One of the articulated reasons for the creation of King Arthur’s Round Table was tied to the Holy Grail, since it was allegedly used at the Last Supper, it seems only natural that Arthur would seek it from his table as well. Indeed in Robert de Boron’s account of Arthur, the wizard Merlin tells Arthur the Round Table was established to identify the one Knight, who was pure of heart, who could find the Holy Grail. Only after the great quest for and locating of the Holy Grail was achieved could Arthur’s other ambitions come to pass.

Another interesting twist on the Grail legend is that it was in Britain. Curiously it was first ‘discovered’ by some enterprising Monks in Glastonbury, England in the late 12th century. They just happened to come across a well that ‘bled’ water around the time of an annual pilgrimage. Going viral in the Middle Ages was tough but the Monks built upon their initial find by claiming that both King Arthur and his Queen Guinevere were also buried at their abbey. Do you believe any of the above? Are you on your own Grail Quest, however dreamy that quest might be?

I thought about the quest for the Holy Grail in the context of the renewed call for a compliance defense addition to the Foreign Corrupt Practices Act (FCPA), which would give companies a pass if they had sustained a FCPA violation. In a recent blog post, entitled “Wal-Mart’s Recent Disclosures, the FCPA Professor renewed his clarion call for a compliance defense for FCPA violators, using Wal-Mart’s last three-year spend on compliance resources as a starting point. He wrote, “Wal-Mart disclosed spending approximately $220 million over the past three years in global compliance program and organizational enhancements.” He went on to note, “The key policy issue is this. Wal-Mart has engaged in FCPA compliance enhancements in reaction to its high-profile FCPA scrutiny. Perhaps if there was a compliance defense more companies would be incentivized to engage in compliance enhancements pro-actively. A compliance defense is thus not a “race to the bottom” it is a “race to the top” (see here for the prior post) and it is surprising how compliance defense detractors are unable or incapable of grasping this point.”
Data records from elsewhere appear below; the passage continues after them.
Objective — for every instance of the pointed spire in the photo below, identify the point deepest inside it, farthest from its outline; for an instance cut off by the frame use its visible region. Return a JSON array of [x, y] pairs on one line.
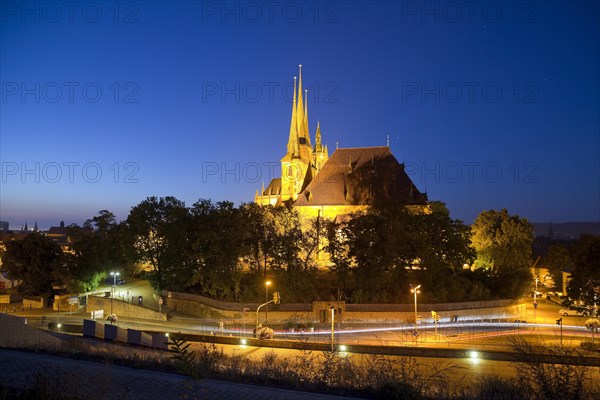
[[293, 124], [300, 109], [306, 132], [318, 136]]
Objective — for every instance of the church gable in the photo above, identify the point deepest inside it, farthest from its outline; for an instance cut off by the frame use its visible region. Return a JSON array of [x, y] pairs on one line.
[[361, 176]]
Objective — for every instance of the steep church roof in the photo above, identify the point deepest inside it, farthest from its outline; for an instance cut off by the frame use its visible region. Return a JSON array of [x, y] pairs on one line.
[[361, 176]]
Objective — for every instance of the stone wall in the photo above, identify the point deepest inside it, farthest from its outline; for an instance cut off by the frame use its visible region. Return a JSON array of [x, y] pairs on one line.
[[319, 311], [9, 298], [15, 333], [34, 302], [122, 308]]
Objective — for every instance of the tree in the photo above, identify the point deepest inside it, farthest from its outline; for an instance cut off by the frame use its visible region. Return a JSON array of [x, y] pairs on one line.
[[32, 261], [558, 259], [503, 244], [97, 249], [446, 242], [585, 278], [214, 236], [157, 230]]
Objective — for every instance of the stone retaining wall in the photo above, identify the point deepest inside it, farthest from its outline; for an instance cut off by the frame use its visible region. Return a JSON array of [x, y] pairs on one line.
[[204, 308], [122, 308]]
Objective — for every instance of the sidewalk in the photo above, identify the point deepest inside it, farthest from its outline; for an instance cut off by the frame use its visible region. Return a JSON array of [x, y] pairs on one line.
[[88, 380]]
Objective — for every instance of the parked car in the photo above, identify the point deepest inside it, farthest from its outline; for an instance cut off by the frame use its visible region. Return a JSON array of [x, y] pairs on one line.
[[573, 311], [118, 281], [592, 324]]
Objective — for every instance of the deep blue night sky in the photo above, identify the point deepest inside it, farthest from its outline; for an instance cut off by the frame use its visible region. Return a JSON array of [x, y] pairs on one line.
[[490, 105]]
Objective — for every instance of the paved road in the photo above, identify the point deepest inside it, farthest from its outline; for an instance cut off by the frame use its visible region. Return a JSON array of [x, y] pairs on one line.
[[88, 380]]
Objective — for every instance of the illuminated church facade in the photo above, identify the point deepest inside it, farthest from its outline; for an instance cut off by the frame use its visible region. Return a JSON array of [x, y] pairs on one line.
[[349, 181]]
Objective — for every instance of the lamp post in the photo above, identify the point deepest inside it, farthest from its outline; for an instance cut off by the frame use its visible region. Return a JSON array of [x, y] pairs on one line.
[[114, 275], [267, 284], [415, 290], [535, 298], [332, 326]]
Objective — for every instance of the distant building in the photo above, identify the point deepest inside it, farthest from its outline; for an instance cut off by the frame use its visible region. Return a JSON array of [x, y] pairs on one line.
[[60, 235]]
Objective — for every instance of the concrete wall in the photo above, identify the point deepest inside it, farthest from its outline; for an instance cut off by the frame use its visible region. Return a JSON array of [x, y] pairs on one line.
[[38, 302], [320, 311], [122, 308], [61, 303], [9, 298], [15, 333]]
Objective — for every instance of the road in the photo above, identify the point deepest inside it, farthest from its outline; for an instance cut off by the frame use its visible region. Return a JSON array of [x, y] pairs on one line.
[[494, 332]]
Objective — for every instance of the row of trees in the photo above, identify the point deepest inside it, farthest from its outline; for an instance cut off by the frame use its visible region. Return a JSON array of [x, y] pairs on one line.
[[581, 258], [207, 247]]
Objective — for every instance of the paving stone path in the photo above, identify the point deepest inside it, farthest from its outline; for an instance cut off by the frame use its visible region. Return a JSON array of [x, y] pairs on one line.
[[90, 381]]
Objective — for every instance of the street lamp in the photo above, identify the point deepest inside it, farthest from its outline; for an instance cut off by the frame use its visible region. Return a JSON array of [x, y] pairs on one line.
[[267, 284], [114, 275], [332, 326], [415, 290]]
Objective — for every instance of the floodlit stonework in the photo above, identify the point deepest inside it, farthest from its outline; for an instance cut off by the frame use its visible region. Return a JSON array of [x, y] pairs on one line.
[[335, 187]]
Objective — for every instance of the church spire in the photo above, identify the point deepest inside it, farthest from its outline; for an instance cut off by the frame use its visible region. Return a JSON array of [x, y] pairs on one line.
[[293, 124], [318, 137], [300, 110], [306, 132]]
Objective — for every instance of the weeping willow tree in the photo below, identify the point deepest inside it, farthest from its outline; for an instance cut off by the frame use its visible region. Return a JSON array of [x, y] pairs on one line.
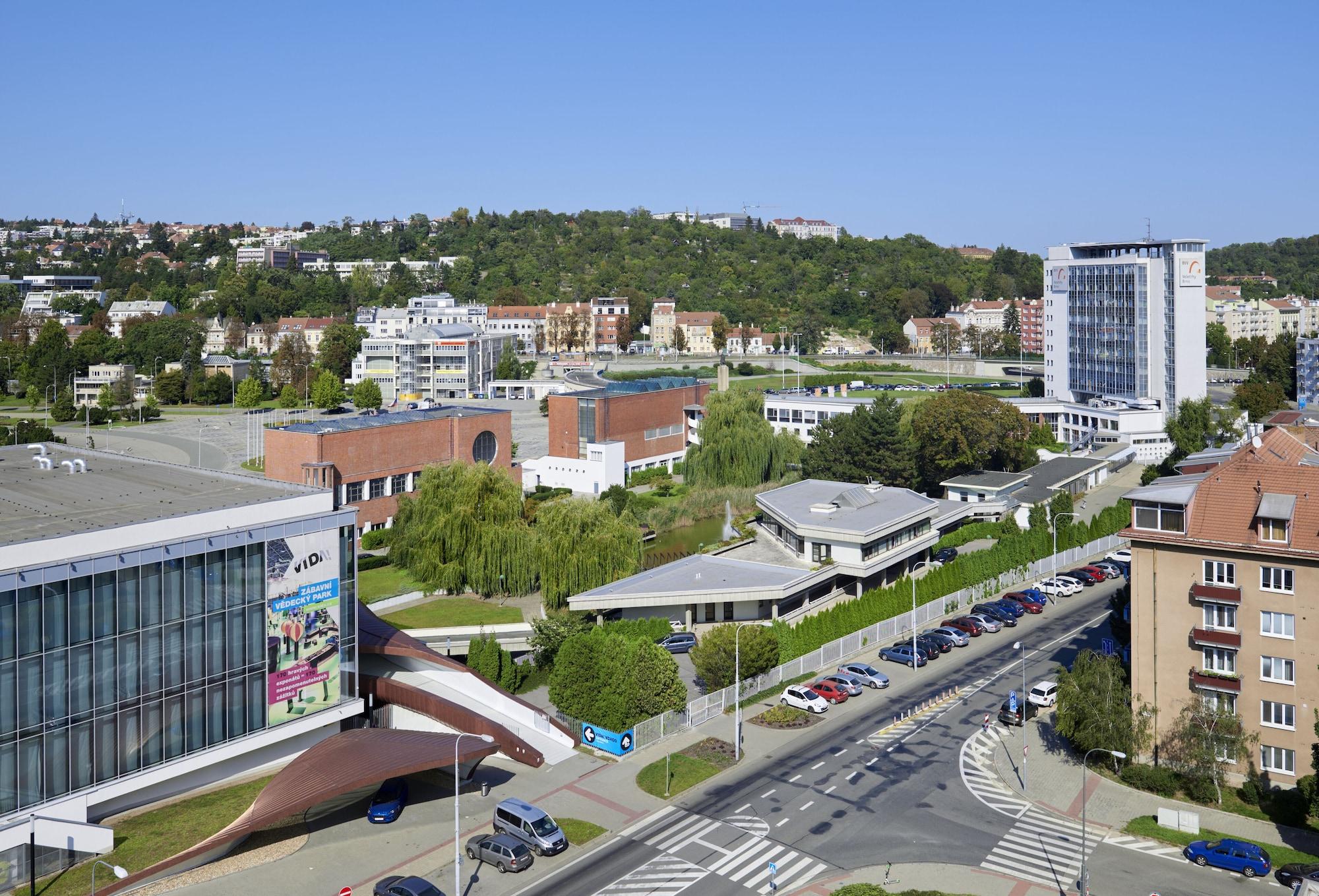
[[464, 530], [738, 444], [582, 545]]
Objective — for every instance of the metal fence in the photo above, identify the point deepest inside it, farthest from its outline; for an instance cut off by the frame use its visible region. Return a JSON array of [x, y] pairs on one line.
[[713, 705]]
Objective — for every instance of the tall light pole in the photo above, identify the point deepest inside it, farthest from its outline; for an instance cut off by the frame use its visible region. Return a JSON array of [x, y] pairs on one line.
[[119, 872], [458, 782], [738, 686], [1026, 732], [916, 655], [1085, 876]]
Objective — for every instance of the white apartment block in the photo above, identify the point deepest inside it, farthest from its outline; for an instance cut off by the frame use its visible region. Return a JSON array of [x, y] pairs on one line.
[[433, 363], [805, 228], [122, 311]]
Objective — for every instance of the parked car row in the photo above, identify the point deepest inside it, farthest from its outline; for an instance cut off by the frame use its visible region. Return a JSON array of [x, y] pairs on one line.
[[850, 680]]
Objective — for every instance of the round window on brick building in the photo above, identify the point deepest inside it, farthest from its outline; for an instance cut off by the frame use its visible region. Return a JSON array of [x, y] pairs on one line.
[[485, 448]]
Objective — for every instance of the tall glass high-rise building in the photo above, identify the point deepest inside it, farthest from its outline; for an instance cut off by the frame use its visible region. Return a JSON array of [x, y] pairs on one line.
[[1126, 322], [162, 628]]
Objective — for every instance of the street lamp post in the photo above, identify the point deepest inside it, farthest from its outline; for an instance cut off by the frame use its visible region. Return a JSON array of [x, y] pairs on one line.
[[119, 872], [738, 686], [1053, 525], [1026, 732], [916, 655], [458, 848], [1085, 876]]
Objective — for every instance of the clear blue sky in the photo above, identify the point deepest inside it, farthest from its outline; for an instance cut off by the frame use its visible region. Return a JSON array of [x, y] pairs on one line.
[[970, 123]]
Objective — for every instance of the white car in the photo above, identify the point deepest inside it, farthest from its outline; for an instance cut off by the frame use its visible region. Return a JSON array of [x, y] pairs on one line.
[[1045, 694], [804, 698]]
Leaving aside the issue of whether I am “unable or incapable” to grasp these issues I raised, I see this quest for (or ‘race’ as the FCPA Professor calls it) for a compliance defense for companies that violate the FCPA to be as quixotic as the quest for the Holy Grail. As there were two requirements for the Knight who was destined to find the Grail, we will begin pureness of heart. Recognizing that it might be difficult to find a corporation that is ‘pure of heart’, the appropriate analogy might be more than simply spending what may appear to be a large dollar amount on a compliance program. This is because it is not the amount of money you spend that informs the effectiveness of your compliance program. In three years Wal-Mart has reported it spent $220MM. The FCPA was enacted into existence in 1977. What do you get if you divide $220MM total spend into 38 years? My (recovering) trial lawyer math shows that to be approximately $5.78MM per year. How many billions of dollars per year was the annual revenue of Wal-Mart during that time? (Hint – a lot)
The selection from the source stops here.